Dzieci, które otrzymały pomoc i wsparcie osób drugich są szczęśliwsze. Wzrosło ich poczucie bezpieczeństwa i własnej wartości, wiedzą, że gdzieś daleko jest “ktoś” kto przyjdzie im z pomocą. Uczniowie osiągają lepsze wyniki w nauce, są bardziej pewni siebie, radośni, chętniej przebywają wśród swoich rówieśników, aktywnie uczestniczą w życiu szkoły. Nie muszą ukrywać się ze swoim ubóstwem. Wychodzą naprzeciw trudnościom, którym wcześniej nie byliby w stanie sprostać.
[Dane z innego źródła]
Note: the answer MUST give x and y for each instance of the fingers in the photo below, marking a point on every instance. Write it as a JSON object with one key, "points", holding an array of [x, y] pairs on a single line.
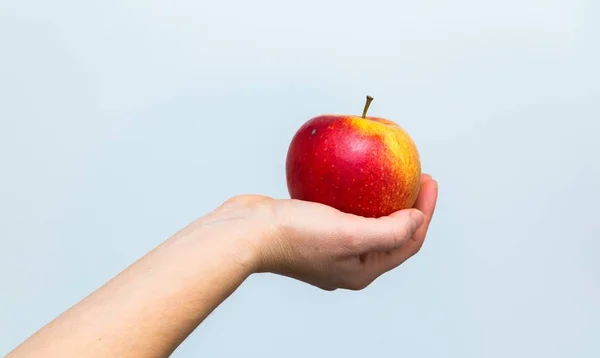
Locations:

Wszystko to zawdzięczają darczyńcom zaangażowanym w program “Skrzydła”. To dzięki nim ta inicjatywa może się rozwijać.

- Bardzo często słyszę słowa wdzięczności i radości od rodzin i koordynatorów szkolnych, jak też i samych dzieci. Chcą oni, aby je przekazać darczyńcom: “dzięki tym obiadom możemy lepiej uczyć się i nie jesteśmy głodni”, “po raz pierwszy zobaczyłam morze i byłam tak szczęśliwa jak nigdy dotąd”, “bez z tych pieniędzy nie mógłbym zakupić aparatu słuchowego dla syna”, “nigdy nie miałem takich pięknych butów” - mówi Dorota Kwika, koordynator diecezjalny programu “Skrzydła”.
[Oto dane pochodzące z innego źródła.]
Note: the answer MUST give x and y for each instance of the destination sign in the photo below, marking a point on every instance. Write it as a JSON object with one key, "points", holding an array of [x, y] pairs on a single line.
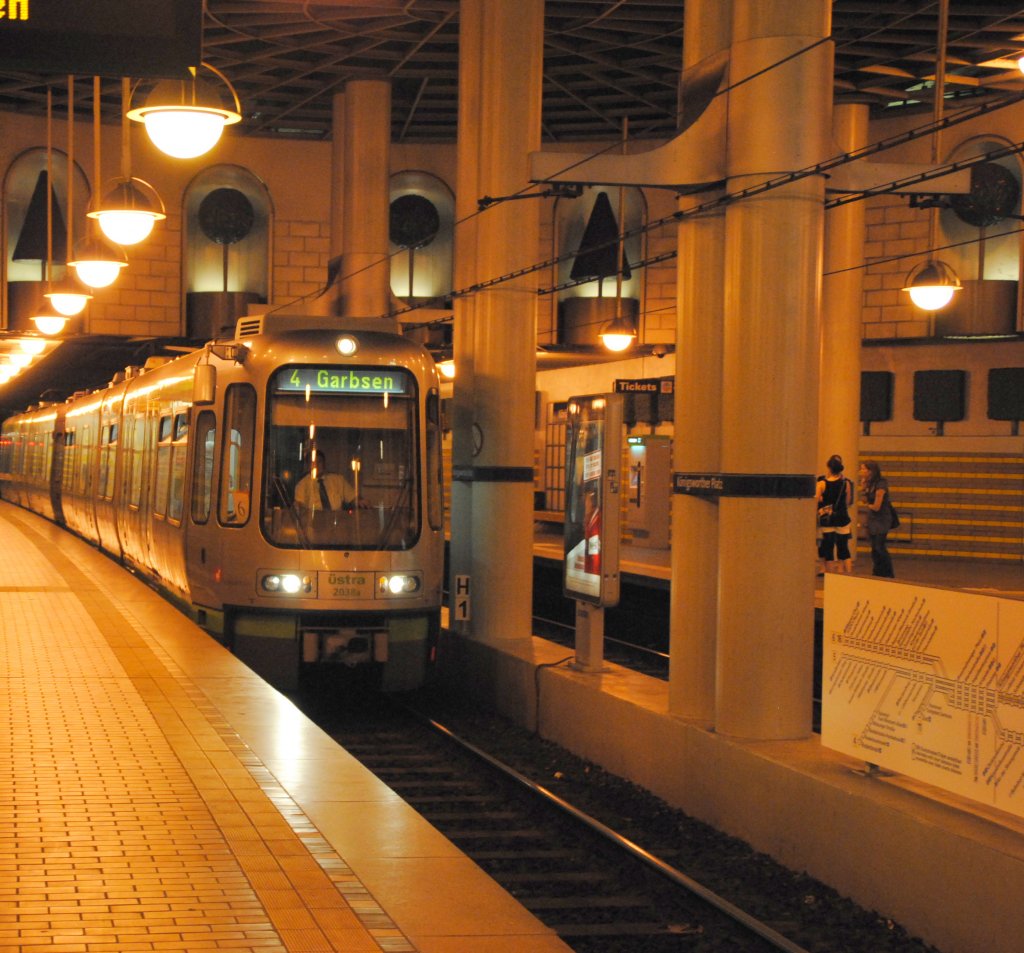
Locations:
{"points": [[155, 39], [343, 381]]}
- Myślę, że często nie zdajemy sobie sprawy jak wiele możemy pomóc i dać drugiemu człowiekowi, zwłaszcza dziecku. Jego szczęście i uśmiech jest tak wielki i szczery, że naprawdę chce się żyć. Pamiętam kiedy przekazywałam dla dziewczynki tornister z wyprawką szkolną, jej oczy były całe we łzach i długo nie mogła nic powiedzieć, przytulała go mocno do siebie i całowała, nigdy wcześniej nie dostała prezentu. To były tak wzruszające chwile, że na długo zostaną w moim sercu. Gdyby nie program “Skrzydła” wiele dzieci nie mogłoby przeżywać takich wspaniałych chwil a szczególna więź między dziećmi a osobami pomagającymi sprawia iż stają się sobie bliscy - dodaje.

Organizatorzy programu zapraszają serdecznie do udziału w przedsięwzięciu wszystkie osoby, którym los biednych dzieci nie jest obojętny.